Even a wage increase of 12% falls short.
Despite that, 12% is exactly what the workers’ bargaining team offered this past February in mediated negotiations. They were willing to cut their original offer by more than 14 points, yet according to yesterday’s update, the employer has refused to move from their pathetic offer of just 10%.
This is not bargaining in good faith.
The workers’ bargaining team also proposed additional wage improvements to help mitigate the harm of the massive concessions they were willing to make on the base increases.
They wanted to adjust the wage grid in a way that would benefit many members, for example, and they wanted an additional 2% wage increase for workers who had been with the University of Lethbridge for at least 20 years of continuous service.
(That last one would have included me 5 years from now, assuming that the U of L had not laid me off in 2010 because the provincial government had frozen operational grants.)
According to the workers’s bargaining team, the negotiators for the university said at their 17 April meeting that “they needed more time to consult with their principals before responding to our proposals”.
The workers’ bargaining team assumes this means they need to Provincial Bargaining and Compensation Office to sign off on any changes to their initial offer.
Alberta’s NDP created the Provincial Bargaining and Compensation Office (previously called the Public Bargaining Coordination Office) in 2015. They ensure that government funded entities implement government mandates during bargaining.
They used the PBCO during 2017 negotiations, and the UCP willingly kept the office running during the 2020 bargaining season.
Yesterday’s update from the workers’ bargaining team also indicated the University of Lethbridge representatives cancelled the next bargaining dates, which had been scheduled for last week.
Once again, workers are left waiting on the employer and the province.

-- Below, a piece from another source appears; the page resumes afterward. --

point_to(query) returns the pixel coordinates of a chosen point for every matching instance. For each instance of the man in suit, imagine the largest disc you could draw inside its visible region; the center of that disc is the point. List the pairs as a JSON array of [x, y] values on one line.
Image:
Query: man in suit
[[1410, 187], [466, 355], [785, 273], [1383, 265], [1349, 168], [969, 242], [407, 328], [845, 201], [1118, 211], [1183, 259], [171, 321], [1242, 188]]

And the 2-year mark inches ever closer.
Speaking of their expired collective agreement, it was ratified in December 2022, more than 2.5 years after the one before that had expired.
The University of Lethbridge does not have a habit of ratifying new collective agreements before the previous ones have expired, especially when the workers are demanding substantial improvements to their material conditions.
Delaying contract negotiations is a common tactic among employers, as it makes workers more desperate to accept whatever offer is given to them. It is a way to undermine worker solidarity, and it is abhorrent.